The pilot project will be implemented in the Córrego Feio basin, located in the municipality of Patrocínio, Minas Gerais. The Consortium plans to invest in the protection of natural ecosystems on approximately 124 properties along the basin, which presents severe water scarcity and conflict.
“The new investment program will provide financial incentives and expertise so that all landowners can make their environmental assets increasingly healthy and productive in this important watershed,” said Giulia Carbone, Deputy Director of the IUCN Business and Biodiversity Programme. “Landowners will literally and practically be the managers of environmental assets, and their decisions to protect key ecosystem services – such as forests and rivers – will directly contribute to the recovery of the Cerrado landscape.”
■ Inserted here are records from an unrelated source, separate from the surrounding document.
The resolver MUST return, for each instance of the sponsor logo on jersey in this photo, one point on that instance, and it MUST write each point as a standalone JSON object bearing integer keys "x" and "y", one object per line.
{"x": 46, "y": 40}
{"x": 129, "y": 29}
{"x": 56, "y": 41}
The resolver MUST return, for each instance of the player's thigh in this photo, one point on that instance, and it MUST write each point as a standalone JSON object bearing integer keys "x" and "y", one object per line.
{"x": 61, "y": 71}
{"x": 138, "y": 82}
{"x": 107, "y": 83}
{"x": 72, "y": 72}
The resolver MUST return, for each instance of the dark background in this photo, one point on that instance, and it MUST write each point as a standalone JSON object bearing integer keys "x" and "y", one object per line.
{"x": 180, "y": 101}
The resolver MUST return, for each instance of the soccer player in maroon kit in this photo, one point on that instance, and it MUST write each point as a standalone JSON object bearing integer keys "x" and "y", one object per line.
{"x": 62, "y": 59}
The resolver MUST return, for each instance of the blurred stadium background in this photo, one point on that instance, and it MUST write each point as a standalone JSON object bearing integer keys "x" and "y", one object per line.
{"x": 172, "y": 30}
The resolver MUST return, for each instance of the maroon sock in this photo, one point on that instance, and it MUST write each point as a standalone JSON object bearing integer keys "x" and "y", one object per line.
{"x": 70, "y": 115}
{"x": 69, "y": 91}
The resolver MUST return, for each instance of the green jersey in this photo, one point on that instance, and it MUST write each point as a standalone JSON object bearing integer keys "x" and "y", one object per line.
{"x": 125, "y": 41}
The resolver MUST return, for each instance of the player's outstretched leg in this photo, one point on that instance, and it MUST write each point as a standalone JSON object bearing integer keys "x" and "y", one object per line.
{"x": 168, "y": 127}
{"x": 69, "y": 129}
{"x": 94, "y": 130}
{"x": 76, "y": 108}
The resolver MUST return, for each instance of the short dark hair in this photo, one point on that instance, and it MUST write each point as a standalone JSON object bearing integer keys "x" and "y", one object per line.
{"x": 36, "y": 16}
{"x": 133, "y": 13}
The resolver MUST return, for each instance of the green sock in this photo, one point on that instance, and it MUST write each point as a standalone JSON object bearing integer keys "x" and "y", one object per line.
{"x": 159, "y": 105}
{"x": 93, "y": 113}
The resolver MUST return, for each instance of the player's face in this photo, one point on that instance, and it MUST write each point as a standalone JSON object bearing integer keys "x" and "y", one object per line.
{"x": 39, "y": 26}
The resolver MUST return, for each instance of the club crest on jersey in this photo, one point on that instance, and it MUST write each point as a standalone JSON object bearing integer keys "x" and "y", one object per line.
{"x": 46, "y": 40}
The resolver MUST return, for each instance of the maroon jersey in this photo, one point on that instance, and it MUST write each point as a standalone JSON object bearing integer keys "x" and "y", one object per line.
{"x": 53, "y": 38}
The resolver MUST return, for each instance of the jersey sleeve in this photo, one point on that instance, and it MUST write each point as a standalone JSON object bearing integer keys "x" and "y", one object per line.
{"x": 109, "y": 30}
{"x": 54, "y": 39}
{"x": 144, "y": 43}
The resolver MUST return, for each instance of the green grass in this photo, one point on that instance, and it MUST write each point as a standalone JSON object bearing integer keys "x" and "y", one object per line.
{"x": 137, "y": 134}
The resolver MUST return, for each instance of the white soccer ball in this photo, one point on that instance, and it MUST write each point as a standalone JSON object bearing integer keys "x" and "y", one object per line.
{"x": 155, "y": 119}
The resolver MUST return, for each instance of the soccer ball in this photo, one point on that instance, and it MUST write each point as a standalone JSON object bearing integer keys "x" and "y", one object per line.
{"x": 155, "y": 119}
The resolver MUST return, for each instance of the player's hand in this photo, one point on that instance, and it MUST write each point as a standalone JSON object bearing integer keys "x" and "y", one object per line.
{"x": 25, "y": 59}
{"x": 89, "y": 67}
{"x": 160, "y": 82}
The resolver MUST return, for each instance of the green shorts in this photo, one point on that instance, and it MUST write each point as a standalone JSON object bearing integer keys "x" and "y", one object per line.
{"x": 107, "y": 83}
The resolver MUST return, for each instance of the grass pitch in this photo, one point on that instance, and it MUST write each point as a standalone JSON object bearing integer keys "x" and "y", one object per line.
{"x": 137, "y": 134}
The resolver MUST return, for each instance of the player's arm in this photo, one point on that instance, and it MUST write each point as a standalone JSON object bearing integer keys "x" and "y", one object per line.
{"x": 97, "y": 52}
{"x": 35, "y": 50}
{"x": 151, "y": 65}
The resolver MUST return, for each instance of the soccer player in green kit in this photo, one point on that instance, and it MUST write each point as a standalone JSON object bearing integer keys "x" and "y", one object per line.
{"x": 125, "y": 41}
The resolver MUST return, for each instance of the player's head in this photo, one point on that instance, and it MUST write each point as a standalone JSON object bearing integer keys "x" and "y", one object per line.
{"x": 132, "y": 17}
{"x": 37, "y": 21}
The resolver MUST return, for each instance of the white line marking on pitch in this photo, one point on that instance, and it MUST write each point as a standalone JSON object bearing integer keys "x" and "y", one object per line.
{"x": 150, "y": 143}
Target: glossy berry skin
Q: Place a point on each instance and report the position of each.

This year, companies have committed to investing US$100,000. In addition, the Consortium has already received a grant of US$400,000 from the Critical Ecosystem Partnership Fund (CEPF). This was the largest grant ever awarded by CEPF, which has demanding donors such as the French Development Agency (AFD), the European Union, the Global Environment Facility (GEF), the Government of Japan, and the World Bank.
“The Cerrado das Águas Consortium has demonstrated why companies need to adopt a long-term approach and contribute to the broader landscape in which we operate. Similarly, the public sector must commit to ensuring that these innovative solutions are scaled up and capable of delivering lasting benefits to the region's population.”
According to Mario Cerruti, Global Director of Institutional Relations and Sustainability at Lavazza.
The Cerrado Coffee Growers Federation, an entity that protects, promotes, and controls the Designation of Origin of the Cerrado Mineiro Region, the area of operation of the Cerrado das Águas Consortium, supported the fundraising efforts with CEPF and acted as the Consortium's Executive Secretariat for the past four years.
“The producers in the Cerrado Mineiro region are committed to the sustainability of the territory in which they are located. And the Cerrado das Águas Consortium is a project that meets this commitment and the environmental awareness that has always been present in the Cerrado Mineiro,” explained Juliano Tarabal, Superintendent of the Cerrado Coffee Growers Federation.
“Promoting the recovery and conservation of ecosystem services as insurance against climate change in this important landscape is a key objective of the investment program,” said Guilherme Amado, Nespresso manager in Brazil. “In the pilot area of Patrocínio, where the entire municipality and coffee growers depend on this single basin, producers will also have a clear view of the degradation of ecosystem services on their properties, and will receive professional advice and funding to make them climate resilient.”
All these efforts are critical to recovering the landscape and its value chains. The program is establishing new paradigms for important conservation fronts such as the restoration of native vegetation. Peggy Poncelet, Director of CEPF, says that
“The goal is to achieve 100% chemical-free restoration of native vegetation at a cost 85% lower than the current cost in the Cerrado, which is a globally critical area for biodiversity loss. Partnerships with local agroecological laboratories, EMBRAPA, and EMATER will help test new technologies to reduce the incidence of weeds and pests.”
About the Cerrado Waters Consortium
Created in 2015, the Cerrado Waters Consortium, a legally independent organization, is a platform that brings together companies, civil society organizations, and government representatives with the goal of promoting environmental development through landscape restoration and maintenance of ecosystem services in the Brazilian Cerrado to reduce environmental impacts. Members of the Cerrado Waters Consortium include: CerVivo, Conservação Internacional, Critical Ecosystem Partnership Fund (CEPF), Cooxupé, Expocaccer, Federação dos Cafeicultores do Cerrado , UICN, Lavazza, Nespresso e Nestlé.